I am trying to analyze single-cell RNAseq (more specifically spatial transcriptomics) data.
I would like to calculate an index for an experimental condition. For example, I want to know if a particular gene is spatially enriched in a certain region (manually defined, therefore, it also analogs to ordinary scRNAseq of using sorting specific cells before performing sequencing).
Given I cannot find an appropriate pipeline, I manually defined an index for my analysis. However, I would like to know if this index is statistically sound. My intuition is: I can do permutation/ shuffling of the samples and see how many permutated samples have an index that is more extreme than the actual one.
I have multiple samples per group, and each has a different number of cells/regions defined as ROI. I am currently permuting the cells within the samples.
I am the following questions:
- Although I can calculate a "p-value" analog by permutation for each sample, I am not sure how to combine these "p-value" for all these samples in the same experimental group, so that I can get a sense that if the index is statistically significant for the same group. (I believe this is a one-sample permutation test question, but somehow it involved multiple samples).
- In the case of making a comparison between multiple groups of samples, would it be statistically sound to compare the index between groups if one/ more groups have an index that is not "more extreme than" the permutated samples?
Although it is not the focus of the current question, it would be great if you can suggest if there is any existing established pipeline for such a test. I found that many protocols mentioned autocorrelation, although I am afraid this is not what I want. Thanks!
======update======== I also rephrase the same question in Cross Validated
Here is a toy dataset
# toy dataset
set.seed(100)
group1_data1 <- matrix(data = rnorm(10000), nrow = 100, ncol = 100)
set.seed(200)
group1_data2 <- matrix(data = rnorm(10000), nrow = 100, ncol = 100)
set.seed(300)
group2_data1 <- matrix(data = rnorm(10000), nrow = 100, ncol = 100)
set.seed(400)
group2_data2 <- matrix(data = rnorm(10000), nrow = 100, ncol = 100)

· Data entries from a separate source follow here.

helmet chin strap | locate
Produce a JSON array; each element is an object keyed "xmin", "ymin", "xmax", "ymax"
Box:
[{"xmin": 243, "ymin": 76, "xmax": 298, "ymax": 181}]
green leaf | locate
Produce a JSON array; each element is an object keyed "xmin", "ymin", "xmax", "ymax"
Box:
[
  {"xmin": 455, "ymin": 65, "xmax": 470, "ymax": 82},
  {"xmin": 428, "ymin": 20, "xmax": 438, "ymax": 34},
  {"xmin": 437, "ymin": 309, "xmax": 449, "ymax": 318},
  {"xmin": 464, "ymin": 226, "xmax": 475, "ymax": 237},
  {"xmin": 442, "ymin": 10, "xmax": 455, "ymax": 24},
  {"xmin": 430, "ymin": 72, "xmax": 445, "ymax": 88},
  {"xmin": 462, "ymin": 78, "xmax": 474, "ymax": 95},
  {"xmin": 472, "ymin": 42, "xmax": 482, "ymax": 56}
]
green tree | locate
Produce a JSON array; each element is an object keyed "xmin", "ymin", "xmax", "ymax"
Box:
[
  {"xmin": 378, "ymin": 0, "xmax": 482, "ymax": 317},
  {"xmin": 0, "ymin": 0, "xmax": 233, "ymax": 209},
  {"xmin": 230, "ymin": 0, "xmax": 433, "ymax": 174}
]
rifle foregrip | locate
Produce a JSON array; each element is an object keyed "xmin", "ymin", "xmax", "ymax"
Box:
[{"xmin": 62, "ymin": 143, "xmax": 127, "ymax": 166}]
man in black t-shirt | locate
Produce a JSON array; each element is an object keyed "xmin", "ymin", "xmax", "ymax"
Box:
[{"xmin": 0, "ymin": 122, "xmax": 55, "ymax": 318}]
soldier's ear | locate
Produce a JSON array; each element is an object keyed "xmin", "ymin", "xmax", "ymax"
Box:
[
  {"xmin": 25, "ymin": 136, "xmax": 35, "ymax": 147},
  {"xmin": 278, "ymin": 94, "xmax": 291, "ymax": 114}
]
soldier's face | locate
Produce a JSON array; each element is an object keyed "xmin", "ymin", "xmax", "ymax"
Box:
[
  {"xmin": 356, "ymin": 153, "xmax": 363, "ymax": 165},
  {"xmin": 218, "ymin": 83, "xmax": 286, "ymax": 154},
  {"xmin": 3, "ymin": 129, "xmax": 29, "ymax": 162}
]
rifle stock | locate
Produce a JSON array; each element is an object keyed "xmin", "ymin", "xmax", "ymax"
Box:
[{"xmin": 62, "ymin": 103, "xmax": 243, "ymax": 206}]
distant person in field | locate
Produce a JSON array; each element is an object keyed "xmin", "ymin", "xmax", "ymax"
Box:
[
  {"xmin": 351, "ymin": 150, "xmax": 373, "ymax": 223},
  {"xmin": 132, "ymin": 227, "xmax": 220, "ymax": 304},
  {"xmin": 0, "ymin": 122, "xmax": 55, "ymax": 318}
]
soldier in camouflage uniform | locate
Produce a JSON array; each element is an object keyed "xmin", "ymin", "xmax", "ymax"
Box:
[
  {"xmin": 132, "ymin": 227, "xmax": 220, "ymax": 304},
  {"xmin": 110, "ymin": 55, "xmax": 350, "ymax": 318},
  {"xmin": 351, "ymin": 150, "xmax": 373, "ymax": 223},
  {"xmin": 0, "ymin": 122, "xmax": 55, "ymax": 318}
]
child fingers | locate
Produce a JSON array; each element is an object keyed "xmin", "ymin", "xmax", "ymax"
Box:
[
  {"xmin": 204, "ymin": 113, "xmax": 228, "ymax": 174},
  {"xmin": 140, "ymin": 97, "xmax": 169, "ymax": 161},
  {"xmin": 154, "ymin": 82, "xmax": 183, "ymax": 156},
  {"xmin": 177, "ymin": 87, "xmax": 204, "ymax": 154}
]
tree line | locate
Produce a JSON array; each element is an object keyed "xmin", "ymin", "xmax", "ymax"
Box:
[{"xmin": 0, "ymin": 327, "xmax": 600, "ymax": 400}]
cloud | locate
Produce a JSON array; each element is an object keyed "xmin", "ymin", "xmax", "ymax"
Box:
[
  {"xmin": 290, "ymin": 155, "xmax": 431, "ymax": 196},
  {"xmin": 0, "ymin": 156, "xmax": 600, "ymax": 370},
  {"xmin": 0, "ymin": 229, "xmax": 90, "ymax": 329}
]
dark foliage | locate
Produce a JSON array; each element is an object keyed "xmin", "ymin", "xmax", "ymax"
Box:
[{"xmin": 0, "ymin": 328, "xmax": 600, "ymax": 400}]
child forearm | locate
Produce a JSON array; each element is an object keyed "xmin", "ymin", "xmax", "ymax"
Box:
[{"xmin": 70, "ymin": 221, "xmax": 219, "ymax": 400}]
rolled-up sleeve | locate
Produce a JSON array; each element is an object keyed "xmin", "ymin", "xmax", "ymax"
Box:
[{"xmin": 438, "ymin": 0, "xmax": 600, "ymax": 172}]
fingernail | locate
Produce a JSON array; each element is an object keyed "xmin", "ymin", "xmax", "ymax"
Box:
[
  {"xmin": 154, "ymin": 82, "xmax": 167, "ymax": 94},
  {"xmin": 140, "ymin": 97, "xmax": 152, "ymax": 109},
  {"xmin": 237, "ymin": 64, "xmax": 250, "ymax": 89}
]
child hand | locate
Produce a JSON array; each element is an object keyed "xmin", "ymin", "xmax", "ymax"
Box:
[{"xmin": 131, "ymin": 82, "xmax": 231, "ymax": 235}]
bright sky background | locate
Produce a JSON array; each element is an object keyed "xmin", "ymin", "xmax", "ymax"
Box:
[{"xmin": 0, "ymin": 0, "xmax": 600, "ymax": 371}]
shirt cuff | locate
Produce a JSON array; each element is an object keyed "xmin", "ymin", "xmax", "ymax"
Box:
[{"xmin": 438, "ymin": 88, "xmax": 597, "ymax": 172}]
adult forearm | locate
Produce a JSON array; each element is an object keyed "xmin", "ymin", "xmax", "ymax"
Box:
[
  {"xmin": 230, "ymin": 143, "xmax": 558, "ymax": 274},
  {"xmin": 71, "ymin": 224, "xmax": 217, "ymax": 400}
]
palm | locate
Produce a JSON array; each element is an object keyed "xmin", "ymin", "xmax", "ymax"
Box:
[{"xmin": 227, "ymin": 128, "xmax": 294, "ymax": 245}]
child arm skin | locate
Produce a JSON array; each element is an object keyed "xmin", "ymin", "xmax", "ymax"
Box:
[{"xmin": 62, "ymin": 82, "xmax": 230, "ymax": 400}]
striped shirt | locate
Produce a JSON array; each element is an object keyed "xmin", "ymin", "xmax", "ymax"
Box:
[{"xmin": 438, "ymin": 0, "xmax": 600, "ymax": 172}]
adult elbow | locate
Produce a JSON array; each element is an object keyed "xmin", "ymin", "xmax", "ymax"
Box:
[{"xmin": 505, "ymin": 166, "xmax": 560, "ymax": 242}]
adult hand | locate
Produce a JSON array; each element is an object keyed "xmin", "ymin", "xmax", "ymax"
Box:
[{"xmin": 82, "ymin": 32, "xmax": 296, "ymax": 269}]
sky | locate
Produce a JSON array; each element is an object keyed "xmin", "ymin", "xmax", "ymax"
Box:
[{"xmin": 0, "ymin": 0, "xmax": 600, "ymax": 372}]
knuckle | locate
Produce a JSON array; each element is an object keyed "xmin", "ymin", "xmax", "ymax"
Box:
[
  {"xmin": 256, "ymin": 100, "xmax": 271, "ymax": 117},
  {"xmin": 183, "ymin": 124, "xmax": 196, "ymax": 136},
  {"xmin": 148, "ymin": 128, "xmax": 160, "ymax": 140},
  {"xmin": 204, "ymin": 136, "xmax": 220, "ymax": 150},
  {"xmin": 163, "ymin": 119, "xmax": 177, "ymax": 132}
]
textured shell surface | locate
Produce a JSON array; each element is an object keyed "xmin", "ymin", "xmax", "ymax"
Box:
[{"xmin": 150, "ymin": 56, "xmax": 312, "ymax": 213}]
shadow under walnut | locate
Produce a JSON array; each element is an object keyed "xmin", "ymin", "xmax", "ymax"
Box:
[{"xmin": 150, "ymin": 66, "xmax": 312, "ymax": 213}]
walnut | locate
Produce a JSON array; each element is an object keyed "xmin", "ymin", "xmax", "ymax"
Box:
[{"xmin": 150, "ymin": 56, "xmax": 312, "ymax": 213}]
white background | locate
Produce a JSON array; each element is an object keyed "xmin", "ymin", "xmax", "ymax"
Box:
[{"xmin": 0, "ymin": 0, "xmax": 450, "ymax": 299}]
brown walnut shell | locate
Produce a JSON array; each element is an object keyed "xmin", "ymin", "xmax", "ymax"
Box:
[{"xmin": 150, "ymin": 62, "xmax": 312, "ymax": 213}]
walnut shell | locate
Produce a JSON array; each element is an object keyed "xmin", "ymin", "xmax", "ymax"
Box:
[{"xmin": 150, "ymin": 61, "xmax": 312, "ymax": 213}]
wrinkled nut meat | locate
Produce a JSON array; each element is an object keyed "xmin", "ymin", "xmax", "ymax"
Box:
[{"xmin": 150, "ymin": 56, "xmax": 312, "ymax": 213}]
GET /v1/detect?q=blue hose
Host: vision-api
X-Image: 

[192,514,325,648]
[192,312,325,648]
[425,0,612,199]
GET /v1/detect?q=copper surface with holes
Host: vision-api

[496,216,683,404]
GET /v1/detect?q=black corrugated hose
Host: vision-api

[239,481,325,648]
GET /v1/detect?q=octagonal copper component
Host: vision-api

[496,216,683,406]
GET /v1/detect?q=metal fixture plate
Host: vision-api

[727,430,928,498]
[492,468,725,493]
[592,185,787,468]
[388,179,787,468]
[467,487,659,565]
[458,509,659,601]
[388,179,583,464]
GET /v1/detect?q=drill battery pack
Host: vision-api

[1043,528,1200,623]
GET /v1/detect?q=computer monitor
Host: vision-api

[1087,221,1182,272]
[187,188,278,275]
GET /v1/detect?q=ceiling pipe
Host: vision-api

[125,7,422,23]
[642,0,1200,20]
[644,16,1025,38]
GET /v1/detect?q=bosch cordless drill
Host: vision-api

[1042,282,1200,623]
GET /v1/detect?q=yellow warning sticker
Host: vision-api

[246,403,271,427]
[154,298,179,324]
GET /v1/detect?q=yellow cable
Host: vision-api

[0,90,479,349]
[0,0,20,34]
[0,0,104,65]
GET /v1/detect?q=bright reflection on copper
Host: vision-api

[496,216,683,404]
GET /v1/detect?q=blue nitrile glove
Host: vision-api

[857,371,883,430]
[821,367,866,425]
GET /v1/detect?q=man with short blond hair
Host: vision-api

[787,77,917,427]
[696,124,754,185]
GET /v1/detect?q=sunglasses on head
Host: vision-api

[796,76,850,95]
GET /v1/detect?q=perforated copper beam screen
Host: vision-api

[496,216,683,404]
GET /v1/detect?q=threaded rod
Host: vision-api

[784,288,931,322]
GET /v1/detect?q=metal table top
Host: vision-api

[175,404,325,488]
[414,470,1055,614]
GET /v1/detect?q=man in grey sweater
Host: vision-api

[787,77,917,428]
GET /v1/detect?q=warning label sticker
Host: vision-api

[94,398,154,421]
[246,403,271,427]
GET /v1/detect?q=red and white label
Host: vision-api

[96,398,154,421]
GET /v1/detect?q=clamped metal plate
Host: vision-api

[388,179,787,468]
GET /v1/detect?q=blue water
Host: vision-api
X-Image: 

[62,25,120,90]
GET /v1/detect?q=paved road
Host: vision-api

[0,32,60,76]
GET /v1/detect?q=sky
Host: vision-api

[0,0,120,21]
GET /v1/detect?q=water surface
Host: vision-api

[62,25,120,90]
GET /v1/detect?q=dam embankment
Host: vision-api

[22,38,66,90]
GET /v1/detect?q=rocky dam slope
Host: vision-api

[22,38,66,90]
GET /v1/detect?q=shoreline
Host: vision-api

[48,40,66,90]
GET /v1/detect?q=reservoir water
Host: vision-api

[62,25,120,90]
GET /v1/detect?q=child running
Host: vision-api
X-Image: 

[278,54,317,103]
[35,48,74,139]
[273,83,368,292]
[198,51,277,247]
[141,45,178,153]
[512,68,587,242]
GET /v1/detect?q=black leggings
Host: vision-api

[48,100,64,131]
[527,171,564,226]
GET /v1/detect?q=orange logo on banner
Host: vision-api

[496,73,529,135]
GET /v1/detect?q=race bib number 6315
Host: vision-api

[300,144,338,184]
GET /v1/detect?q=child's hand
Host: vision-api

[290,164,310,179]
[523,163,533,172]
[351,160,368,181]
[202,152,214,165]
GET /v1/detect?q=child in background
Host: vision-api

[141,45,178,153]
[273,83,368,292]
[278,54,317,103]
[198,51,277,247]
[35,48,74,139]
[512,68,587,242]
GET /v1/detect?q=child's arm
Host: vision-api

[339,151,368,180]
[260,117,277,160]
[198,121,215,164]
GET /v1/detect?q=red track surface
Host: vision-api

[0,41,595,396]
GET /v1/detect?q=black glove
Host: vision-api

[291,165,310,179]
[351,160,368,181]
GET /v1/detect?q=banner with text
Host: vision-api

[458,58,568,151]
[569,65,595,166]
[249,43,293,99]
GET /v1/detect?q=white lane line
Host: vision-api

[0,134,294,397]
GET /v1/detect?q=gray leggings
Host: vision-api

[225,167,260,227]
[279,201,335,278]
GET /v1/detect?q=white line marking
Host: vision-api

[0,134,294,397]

rownames(group1_data1) <- paste0("gene_", 1:100) # can be another type of data, naming is not important here
colnames(group1_data1) <- c(paste0("region_A_", 1:33), paste0("region_B_", 1:33), paste0("region_C_", 1:34)) # regions are manually defined, and region_A is the ROI in this example
# Just an example of the calculation of the index, but this is not the main focus of the current question
calculate_indexA <- function(input) {
mean(input[, 1:33])
}
region_A_index <- calculate_indexA(group1_data1)
# Permutation test
set.seed(1)
group1_data1_shuffle1 <- group1_data1[, sample(100)]
set.seed(2)
group1_data1_shuffle2 <- group1_data1[, sample(100)]
set.seed(3)
group1_data1_shuffle3 <- group1_data1[, sample(100)]
set.seed(4)
group1_data1_shuffle4 <- group1_data1[, sample(100)]
set.seed(5)
group1_data1_shuffle5 <- group1_data1[, sample(100)]
region_A_index_shuffle <- sapply(list(group1_data1_shuffle1, group1_data1_shuffle2, group1_data1_shuffle3, group1_data1_shuffle4, group1_data1_shuffle5), calculate_indexA)
# Calculate the pvalue
mean(region_A_index_shuffle > region_A_index)
My question is:
- How to get a combined "p-value" for group 1 as a whole (that comprises data1 and data2)
- In the case of making a comparison between multiple groups of samples, would it be statistically sound to compare the index between groups if one/ more groups have an index that is not "more extreme than" the permutated samples?
Sorry for the late reply, I have updated my question with a toy dataset.
I am interested in the answers to (2) and (3). However, I think the (2) is not exactly what I want to solve, as I do not necessarily want to compare between two regions. Rather, I am interested to know if the current definition of the region will generate the index that is "significant" (rarer/ more extreme than from a random definition of regions).